Class 11 - Chemistry - Element Classify Periodicity

Question 3.1

What is the basic theme of organisation of periodic table?

Answer.

The basic theme of organization of elements in the periodic table is to simplify and systematize the

study of the properties of all elements and their compounds.

Elements are classified in periods and groups according to their properties.

Elements with similar properties are placed in same group.

 

 

Question 3.2

Which important property did Mendeleev use to classify the elements in his periodic table and did he stick to that?

Answer.

Mendeleev used atomic weight as the basis of classification of elements in the periodic table.

He organized components in groups and periods according to the increasing atomic weight.

He did not stick to this arrangement for long.
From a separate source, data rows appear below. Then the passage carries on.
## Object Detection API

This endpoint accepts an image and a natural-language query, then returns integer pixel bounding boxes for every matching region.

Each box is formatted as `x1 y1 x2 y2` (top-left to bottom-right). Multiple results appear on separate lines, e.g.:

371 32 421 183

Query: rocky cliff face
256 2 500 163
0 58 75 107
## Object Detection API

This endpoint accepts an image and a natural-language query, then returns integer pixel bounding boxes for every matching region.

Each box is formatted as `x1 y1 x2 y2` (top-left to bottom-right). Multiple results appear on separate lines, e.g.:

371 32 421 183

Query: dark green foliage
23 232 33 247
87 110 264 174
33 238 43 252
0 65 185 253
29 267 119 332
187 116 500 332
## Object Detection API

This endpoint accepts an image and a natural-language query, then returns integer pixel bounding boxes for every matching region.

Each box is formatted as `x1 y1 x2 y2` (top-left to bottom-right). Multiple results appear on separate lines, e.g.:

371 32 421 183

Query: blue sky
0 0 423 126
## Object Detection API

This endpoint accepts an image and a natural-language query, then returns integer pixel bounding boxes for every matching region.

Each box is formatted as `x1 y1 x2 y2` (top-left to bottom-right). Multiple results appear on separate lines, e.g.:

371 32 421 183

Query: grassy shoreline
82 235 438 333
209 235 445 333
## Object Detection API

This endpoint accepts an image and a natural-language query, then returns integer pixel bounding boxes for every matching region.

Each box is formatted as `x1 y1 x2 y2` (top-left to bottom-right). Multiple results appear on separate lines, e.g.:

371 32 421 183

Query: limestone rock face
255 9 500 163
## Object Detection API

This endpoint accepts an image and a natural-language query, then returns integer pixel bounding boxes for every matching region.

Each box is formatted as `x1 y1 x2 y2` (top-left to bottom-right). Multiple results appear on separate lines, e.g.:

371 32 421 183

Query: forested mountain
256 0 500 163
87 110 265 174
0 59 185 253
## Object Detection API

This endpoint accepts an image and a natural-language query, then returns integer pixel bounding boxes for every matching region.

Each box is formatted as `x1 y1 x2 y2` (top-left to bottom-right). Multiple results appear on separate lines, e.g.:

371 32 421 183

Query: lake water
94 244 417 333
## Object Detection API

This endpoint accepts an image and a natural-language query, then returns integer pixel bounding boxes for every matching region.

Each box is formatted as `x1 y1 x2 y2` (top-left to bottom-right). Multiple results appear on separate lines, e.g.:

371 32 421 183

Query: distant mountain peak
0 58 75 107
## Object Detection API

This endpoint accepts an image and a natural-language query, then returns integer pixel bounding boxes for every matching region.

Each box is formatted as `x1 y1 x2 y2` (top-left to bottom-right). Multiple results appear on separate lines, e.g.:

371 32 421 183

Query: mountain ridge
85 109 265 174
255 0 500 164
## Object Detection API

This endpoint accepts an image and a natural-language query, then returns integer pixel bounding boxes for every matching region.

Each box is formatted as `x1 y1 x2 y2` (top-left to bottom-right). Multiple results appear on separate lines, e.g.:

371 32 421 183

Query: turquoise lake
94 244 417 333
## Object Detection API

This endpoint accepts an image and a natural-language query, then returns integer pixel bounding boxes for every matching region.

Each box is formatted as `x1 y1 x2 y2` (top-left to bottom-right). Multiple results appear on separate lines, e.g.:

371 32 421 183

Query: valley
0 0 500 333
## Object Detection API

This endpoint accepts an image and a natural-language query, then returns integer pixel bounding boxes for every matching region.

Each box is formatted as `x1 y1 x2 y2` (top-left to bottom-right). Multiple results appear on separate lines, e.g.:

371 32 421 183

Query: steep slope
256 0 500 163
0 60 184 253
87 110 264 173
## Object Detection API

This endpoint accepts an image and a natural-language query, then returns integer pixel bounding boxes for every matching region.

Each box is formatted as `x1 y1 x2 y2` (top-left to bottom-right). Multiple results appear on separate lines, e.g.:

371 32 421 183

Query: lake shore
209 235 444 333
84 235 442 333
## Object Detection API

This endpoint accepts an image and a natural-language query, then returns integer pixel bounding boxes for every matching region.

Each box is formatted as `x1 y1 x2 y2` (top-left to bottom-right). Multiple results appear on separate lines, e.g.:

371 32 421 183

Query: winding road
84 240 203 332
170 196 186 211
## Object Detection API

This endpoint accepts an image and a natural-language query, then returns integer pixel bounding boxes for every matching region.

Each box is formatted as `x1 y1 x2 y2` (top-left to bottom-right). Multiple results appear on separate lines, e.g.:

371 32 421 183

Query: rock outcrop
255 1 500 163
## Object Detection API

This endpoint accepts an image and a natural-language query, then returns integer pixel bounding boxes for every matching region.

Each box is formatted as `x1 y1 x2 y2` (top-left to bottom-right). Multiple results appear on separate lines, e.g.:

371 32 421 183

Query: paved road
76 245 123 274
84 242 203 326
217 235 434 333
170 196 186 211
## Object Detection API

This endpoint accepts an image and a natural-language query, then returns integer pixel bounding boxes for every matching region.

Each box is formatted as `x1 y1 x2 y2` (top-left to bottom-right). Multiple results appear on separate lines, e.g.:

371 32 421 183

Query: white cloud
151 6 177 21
He realized that when elements were arranged according to their increasing atomic weight,

some elements did not fit within this scheme of classification.

 

Question 3.3

What is the basic difference in approach between the Mendeleev’s Periodic Law and the Modern Periodic Law?

Answer.

Mendeleev’ Periodic Law states that physical and chemical properties of elements are periodic function of their atomic weights.

Modern Periodic Law states that physical and chemical properties of elements are periodic functions of their atomic numbers.

 

 

Question 3.4

On the basis of quantum numbers, justify that the sixth period of the periodic table should have 32 elements.

Answer.

The sixth period corresponds to sixth shell.

The orbitals present in this shell are 6s, 4f, 5p and 6d.

The maximum number of electrons present in these sub shells is 2 (s), 14 (f), 6 (p), 10 (d).

So, the maximum number of electrons present in these sub shells are 32.

Since the number of elements in a period corresponds to the number of electrons in the shells

so, sixth period should have maximum 32 elements.

 

 

Question 3.5

In terms of period and group where would you locate the element with Z = 114?

Answer.

Period – 7

Group – 14 (Block – p)

 

 

Question 3.6

Write the atomic number of the element present in the third period and seventeenth group of the periodic table.

Answer.

The element is chlorine (Cl) with atomic number, Z = 17.

 

 

Question 3.7

Which element do you think would have been named by

  • Lawrence Berkeley Laboratory
  • Seaborg’s group

Answer.

  • Lawrencium (Lr), Z = 103 and Berkelium (Bk) which has atomic number, Z = 97
  • Seaborgium (Sg), Z = 106

 

 

Question 3.8

Why do elements in the same group have similar physical and chemical properties?

Answer.

The physical and chemical properties of elements depend on the number of valence electrons.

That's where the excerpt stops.